But how could any healthy, well balanced person be as uncertain about her sexual orientation as she was? About the best way she was able to put it after years of thinking about it, was that she preferred the company of men but she preferred the sex with women. She couldn't be bicurious, because she knew what it was like to have relations with both sexes, and she didn't really think she was bisexual either. She had, indeed, come round to thinking that bisexuality didn't really exist. The evidence just didn't support it; and that, to a scientist, was very important. Everyone she knew who claimed to be bisexual, and everyone she read about (the Virginia Wolfes, the Leonard Bernsteins, and so on), weren't really bisexual at all, or so it seemed to her.

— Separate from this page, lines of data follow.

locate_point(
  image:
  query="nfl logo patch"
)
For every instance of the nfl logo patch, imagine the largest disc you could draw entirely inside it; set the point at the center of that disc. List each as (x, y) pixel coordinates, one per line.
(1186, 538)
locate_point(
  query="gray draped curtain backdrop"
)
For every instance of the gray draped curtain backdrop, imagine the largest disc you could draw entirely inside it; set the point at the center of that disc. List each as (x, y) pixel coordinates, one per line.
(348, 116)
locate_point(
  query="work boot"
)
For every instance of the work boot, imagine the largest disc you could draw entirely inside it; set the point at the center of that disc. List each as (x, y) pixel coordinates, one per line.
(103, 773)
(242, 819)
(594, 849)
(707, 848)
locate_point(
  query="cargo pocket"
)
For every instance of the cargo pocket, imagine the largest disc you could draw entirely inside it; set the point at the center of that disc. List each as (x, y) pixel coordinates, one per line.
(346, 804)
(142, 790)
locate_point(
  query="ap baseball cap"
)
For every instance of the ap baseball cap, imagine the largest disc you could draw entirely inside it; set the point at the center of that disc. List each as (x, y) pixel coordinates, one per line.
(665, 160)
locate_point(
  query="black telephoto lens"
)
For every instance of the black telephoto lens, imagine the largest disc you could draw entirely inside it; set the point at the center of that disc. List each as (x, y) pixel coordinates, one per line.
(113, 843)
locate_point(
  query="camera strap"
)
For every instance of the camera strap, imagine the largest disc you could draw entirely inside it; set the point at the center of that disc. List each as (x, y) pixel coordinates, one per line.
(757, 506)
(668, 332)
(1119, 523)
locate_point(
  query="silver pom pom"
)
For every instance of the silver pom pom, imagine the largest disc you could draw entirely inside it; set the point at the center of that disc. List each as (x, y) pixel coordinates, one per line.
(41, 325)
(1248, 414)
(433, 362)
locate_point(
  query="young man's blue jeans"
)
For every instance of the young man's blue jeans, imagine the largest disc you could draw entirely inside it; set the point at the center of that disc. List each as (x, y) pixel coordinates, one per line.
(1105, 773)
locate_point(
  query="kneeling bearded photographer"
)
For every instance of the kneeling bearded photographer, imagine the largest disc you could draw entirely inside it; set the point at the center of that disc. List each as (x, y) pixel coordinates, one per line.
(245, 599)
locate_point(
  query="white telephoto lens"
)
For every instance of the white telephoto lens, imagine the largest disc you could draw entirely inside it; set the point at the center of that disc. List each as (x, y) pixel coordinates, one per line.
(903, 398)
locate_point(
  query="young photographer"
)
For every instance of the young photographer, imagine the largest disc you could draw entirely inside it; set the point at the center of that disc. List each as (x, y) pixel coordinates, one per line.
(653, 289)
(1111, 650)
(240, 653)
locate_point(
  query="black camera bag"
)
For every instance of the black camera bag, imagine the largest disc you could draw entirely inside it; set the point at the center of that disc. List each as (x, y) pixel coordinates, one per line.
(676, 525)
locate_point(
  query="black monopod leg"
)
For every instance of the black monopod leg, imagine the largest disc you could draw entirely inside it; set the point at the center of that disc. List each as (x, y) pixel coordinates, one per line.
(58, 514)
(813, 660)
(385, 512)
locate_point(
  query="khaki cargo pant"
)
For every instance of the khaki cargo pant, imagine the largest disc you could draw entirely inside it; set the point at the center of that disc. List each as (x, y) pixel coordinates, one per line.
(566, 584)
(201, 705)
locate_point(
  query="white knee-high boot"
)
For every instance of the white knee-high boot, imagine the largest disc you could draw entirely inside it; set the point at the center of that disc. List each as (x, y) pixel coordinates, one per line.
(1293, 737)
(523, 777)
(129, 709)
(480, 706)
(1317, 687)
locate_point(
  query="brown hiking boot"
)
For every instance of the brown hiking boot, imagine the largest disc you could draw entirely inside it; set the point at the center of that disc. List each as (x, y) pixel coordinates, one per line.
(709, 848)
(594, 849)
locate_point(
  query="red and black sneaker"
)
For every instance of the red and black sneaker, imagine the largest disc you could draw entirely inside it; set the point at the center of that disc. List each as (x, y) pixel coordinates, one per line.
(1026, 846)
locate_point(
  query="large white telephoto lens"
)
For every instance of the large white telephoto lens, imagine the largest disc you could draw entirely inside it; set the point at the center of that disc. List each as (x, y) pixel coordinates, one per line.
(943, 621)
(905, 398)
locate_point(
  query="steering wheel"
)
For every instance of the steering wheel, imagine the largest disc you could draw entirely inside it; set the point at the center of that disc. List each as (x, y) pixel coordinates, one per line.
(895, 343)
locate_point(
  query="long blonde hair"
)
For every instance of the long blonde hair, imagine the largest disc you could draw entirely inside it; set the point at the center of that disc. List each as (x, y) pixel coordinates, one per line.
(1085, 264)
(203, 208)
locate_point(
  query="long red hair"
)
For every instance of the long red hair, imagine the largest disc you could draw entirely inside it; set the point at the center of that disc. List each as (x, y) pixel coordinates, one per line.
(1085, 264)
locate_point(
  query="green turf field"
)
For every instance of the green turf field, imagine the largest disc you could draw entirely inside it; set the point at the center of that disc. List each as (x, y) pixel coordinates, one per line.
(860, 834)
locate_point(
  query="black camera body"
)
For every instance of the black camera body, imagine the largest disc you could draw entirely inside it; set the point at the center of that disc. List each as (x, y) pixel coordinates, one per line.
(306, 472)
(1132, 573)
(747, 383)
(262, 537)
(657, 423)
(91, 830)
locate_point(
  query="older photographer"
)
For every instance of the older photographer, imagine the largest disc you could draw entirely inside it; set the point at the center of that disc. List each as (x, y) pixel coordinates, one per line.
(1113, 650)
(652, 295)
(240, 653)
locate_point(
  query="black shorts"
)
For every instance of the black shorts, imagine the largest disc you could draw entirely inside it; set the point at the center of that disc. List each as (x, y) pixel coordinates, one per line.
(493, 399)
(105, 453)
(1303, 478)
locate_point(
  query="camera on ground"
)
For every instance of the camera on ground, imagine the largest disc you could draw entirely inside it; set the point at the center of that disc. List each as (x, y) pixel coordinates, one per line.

Invariably, the person would end up a throughgoing homosexual.

Academically, the pressure was ratcheted up a couple of notches in the spring term, when she enrolled in three challenging modules (Astronomical Spectroscopy, Materials and Energy Materials, and Physics of the Earth), as well as getting down to serious business on her Particle Physics project.

January was also the month when she first went fell walking in the Lake District with Jesús, Jeannie and a locally born PhD student called Luke, who was doing his thesis in the economics of education, having obtained a first-class honours degree at Lancaster the previous summer. Although he was the youngest of the group, Luke had a car and, more importantly, he had a fair bit of experience of walking in the Lakes - especially important in the winter months, when the weather could turn suddenly.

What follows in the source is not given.